Il n'est pas facile d'anticiper l'impact de ces tendances sur le besoin d'informations techniques et sur les méthodes de production et de consommation de l'information et de la documentation techniques. Je ne crois pas qu'il s'agisse de quelque chose d'isolé, mais plutôt d'un ensemble de nouvelles technologies différentes et d'une évolution plus rapide que nous devons suivre.

 

Qu'est-ce que la BOTI ? 

En bref, la BOTI est un lieu de rencontre où les entreprises suédoises peuvent collaborer afin d'obtenir de meilleures informations techniques. La BOTI soutient la qualité de l'information technique dans les entreprises suédoises, dans toutes les langues, et bien sûr dans les traductions. 

Les rédacteurs techniques, ou les services d'information technique, ne représentent souvent qu'une infime portion de l'entreprise. Parfois, une entreprise de 100 salariés ne compte qu'un seul rédacteur technique.

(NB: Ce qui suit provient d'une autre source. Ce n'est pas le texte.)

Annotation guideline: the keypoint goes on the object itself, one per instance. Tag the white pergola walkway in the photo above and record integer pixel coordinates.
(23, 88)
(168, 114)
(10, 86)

Il n'est donc pas facile pour lui de faire valoir son expertise et de s'améliorer s'il est seul et n'a personne pour l'accompagner. C'est pourquoi nous pensons qu'il est crucial que l'organisation soutienne l'entraide, vienne en aide aux entreprises et, bien sûr, fasse avancer le secteur de l'information technique. 

Nous avons beaucoup d'initiatives en cours : nous organisons une conférence une fois par an, ainsi que de nombreux webinaires auxquels tout le monde peut participer gratuitement. Nous avons aussi beaucoup de groupes de travail, qui permettent de discuter avec des personnes issues de différentes entreprises, formant ainsi un réseau très efficace.  

L'objectif de l'organisation est de faire comprendre comment une documentation de haute qualité apporte une valeur ajoutée et comment elle peut accroître la compétitivité des entreprises. 

La langue principale de l'organisation est le suédois, mais tout le monde est le bienvenu. Par exemple, la conférence annuelle et la page web sont en suédois. Pour en tirer le meilleur parti, il est donc utile de maîtriser un minimum cette langue.